9回裏に「サヨナラ2ラン」を放って大喜びでホームインした阪神・八木[右]だったが、本塁打の判定はエンタイトル二塁打に変わった
「暗黒時代」に唯一、Vの望みがあった年
2018年にリクエスト制度が導入されるまで、NPBの試合で審判の判定が覆ることはめったになかった。リプレー映像が限りなく「クロ」であっても、である。ある審判などは後日明らかな誤審を示す写真を見せられても「写真のほうが間違っている」と言い放ったほどで、それだけ審判が一度下した判定は重いものだった。

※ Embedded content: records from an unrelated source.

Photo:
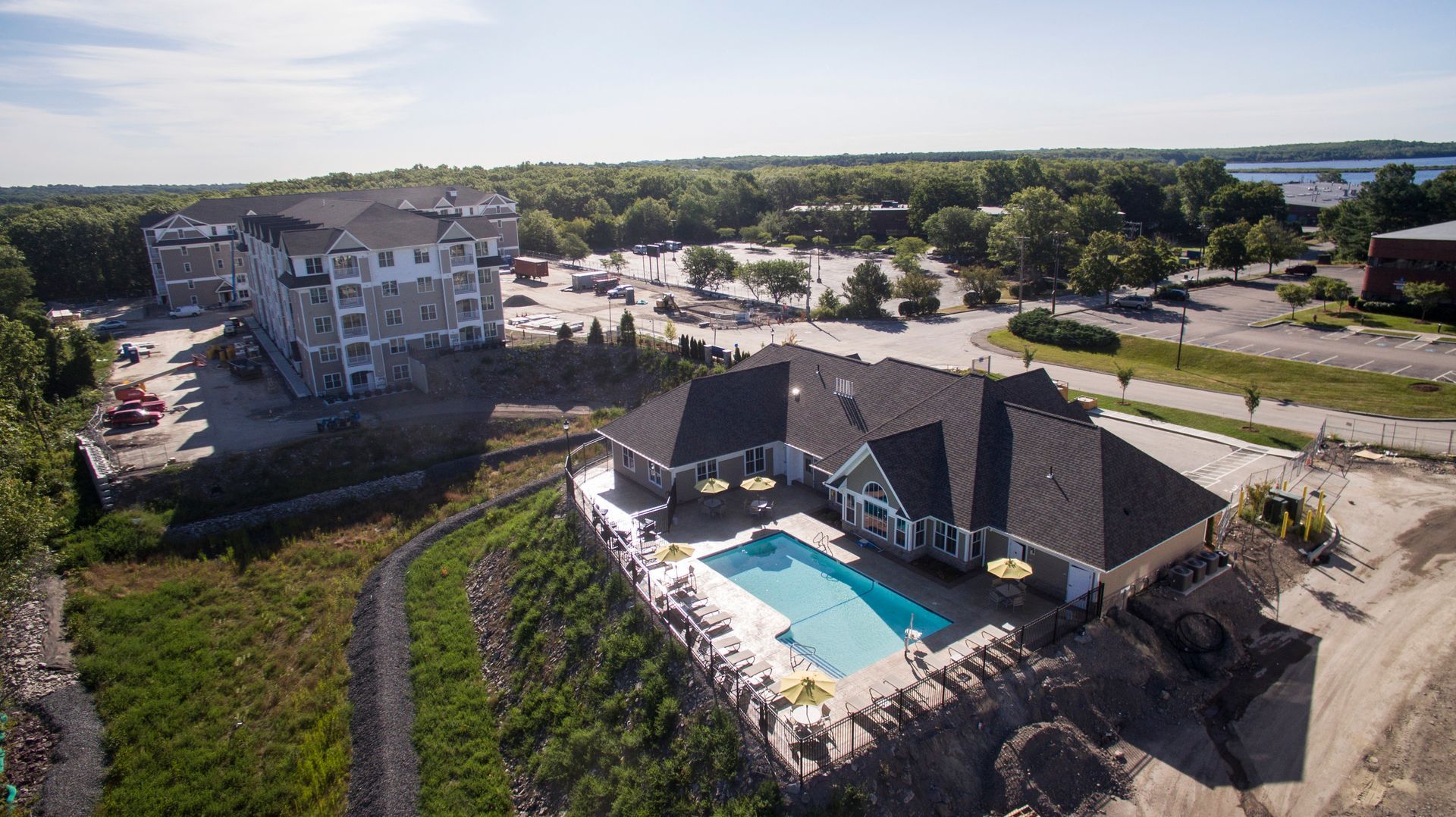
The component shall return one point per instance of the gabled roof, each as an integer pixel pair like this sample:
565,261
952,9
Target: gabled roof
965,449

そんな判定が、怒号の嵐の中で覆った試合があった。しかもシーズン終盤、激しい優勝争いの真っただ中でだ。30年以上経った今でも阪神ファンの間で語り継がれる「誤審」があったのは、1992年9月11日のことであった。
87年、前々年の日本一がウソのように負け続けた阪神は首位と37.5ゲーム差の最下位に転落すると、長きにわたる低迷期を迎えた。オフに
星野仙一が監督となった2001年までの15年間で、阪神は14回のBクラス。うち最下位は10回を数えた。球史に残る暗黒時代であった。
その中で、ただ一度だけ「ダメ虎」が輝いた年があった。1992年である。
仲田幸司、
中込伸、
湯舟敏郎といった投手陣が奮闘し、
亀山努と
新庄剛志の「亀新コンビ」が打線を引っ張った。その勢いは球宴後も衰えず、9月に入ってもチームは優勝圏内にあった。